How The Breach Occurred
The breach, detected on October 23, occurred when a threat actor used a compromised subcontractor’s account to gain access to Freedom’s systems.
Types Of Information Accessed
In a privacy notice sent to affected users, Freedom said the exposed personal information included the following:
- First and last name
- Home address
- Date of birth
- Phone number (home and/or cell)
- Freedom Mobile account number
No payment information or passwords were accessed.
Security Measures And Ongoing Monitoring
The company says it acted quickly once the intrusion was discovered, blocking suspicious accounts and IP addresses and rolling out additional security measures to prevent further unauthorized access.

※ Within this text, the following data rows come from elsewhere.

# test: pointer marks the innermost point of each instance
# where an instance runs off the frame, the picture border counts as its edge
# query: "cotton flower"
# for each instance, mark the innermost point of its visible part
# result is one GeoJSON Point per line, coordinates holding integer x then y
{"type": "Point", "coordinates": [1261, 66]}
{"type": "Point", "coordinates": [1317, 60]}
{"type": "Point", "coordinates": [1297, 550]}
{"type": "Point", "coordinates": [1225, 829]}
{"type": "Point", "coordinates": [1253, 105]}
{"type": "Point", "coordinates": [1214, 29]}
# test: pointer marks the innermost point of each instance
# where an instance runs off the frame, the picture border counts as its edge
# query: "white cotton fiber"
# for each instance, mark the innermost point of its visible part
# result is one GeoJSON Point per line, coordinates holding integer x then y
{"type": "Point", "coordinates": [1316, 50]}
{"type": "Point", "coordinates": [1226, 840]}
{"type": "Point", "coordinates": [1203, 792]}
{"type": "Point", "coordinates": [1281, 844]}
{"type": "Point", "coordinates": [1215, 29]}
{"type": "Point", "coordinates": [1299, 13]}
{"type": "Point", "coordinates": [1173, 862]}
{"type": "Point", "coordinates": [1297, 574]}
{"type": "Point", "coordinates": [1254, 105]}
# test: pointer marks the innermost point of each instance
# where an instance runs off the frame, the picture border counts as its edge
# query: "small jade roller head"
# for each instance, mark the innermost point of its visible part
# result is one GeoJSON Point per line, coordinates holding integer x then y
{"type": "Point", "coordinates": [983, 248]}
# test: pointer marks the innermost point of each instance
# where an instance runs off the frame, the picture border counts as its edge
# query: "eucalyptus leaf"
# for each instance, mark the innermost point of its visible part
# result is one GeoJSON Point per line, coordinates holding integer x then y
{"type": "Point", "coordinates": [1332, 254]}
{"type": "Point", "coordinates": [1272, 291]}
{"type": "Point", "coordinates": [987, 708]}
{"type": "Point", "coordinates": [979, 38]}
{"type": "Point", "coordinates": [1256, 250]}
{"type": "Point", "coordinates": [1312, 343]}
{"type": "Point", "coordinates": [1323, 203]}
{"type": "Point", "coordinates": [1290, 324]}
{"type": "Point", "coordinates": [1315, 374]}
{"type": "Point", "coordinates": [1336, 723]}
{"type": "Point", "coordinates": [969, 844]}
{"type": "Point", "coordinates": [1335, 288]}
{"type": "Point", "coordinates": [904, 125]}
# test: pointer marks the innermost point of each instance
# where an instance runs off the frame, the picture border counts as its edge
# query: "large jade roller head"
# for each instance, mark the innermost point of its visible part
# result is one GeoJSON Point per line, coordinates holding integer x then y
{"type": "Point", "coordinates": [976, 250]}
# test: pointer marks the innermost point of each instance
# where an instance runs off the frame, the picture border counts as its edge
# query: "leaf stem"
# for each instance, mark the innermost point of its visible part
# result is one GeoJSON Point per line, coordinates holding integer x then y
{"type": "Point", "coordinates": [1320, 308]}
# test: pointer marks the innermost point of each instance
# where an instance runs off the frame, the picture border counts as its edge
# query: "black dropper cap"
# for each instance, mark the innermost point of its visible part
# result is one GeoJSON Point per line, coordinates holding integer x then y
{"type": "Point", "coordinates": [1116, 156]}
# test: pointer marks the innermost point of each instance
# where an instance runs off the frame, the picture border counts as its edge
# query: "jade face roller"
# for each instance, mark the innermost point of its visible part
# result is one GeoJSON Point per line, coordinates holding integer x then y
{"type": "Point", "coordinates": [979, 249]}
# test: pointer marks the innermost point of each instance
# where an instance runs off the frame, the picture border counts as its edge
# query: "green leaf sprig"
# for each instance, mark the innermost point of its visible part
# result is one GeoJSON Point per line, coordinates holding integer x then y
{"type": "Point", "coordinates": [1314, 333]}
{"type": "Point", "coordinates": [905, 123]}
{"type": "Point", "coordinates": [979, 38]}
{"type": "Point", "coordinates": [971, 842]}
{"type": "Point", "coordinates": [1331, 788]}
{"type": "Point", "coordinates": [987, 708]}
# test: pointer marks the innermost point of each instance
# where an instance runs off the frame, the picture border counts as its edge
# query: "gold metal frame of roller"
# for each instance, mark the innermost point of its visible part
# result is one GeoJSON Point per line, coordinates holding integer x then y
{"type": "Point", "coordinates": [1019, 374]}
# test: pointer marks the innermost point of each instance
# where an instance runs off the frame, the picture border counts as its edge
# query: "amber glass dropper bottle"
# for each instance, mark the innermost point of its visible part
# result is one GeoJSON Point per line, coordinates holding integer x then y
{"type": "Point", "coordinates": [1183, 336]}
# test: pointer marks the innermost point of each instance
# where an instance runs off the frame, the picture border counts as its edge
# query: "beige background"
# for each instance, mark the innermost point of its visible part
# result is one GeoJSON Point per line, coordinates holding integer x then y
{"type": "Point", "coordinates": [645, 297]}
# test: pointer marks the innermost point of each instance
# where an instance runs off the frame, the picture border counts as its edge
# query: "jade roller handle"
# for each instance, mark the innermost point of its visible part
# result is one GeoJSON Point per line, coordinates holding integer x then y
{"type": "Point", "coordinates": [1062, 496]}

Freedom says it has implemented corrective measures and continues to monitor its systems. It also emphasized that there is currently no evidence that the stolen data has been misused.
Warnings For Affected Customers
Freedom is urging its customers to stay alert and ignore unexpected messages that ask for personal information or direct them to a website to enter it. It is advising them to avoid clicking on unfamiliar links or attachments from emails or texts, and regularly check their accounts for any unusual or suspicious activity.
The company also recommends users visit the Canadian Anti-Fraud Centre website at https://antifraudcentre-centreantifraude.ca for tips on preventing online scams. Similarly, anyone with concerns can contact the company’s privacy office at [email protected] .
Speaking to the news publication BleepingComputer , a Freedom Mobile spokesperson said that the incident did not disrupt network operations and that “this is not a ransomware type of incident.” The spokesperson declined to say how many customers were affected.
This is not Freedom Mobile’s first data-related issue. In 2019, a third-party vendor unintentionally left an unsecured customer support database online, exposing data belonging to approximately 15,000 Freedom users.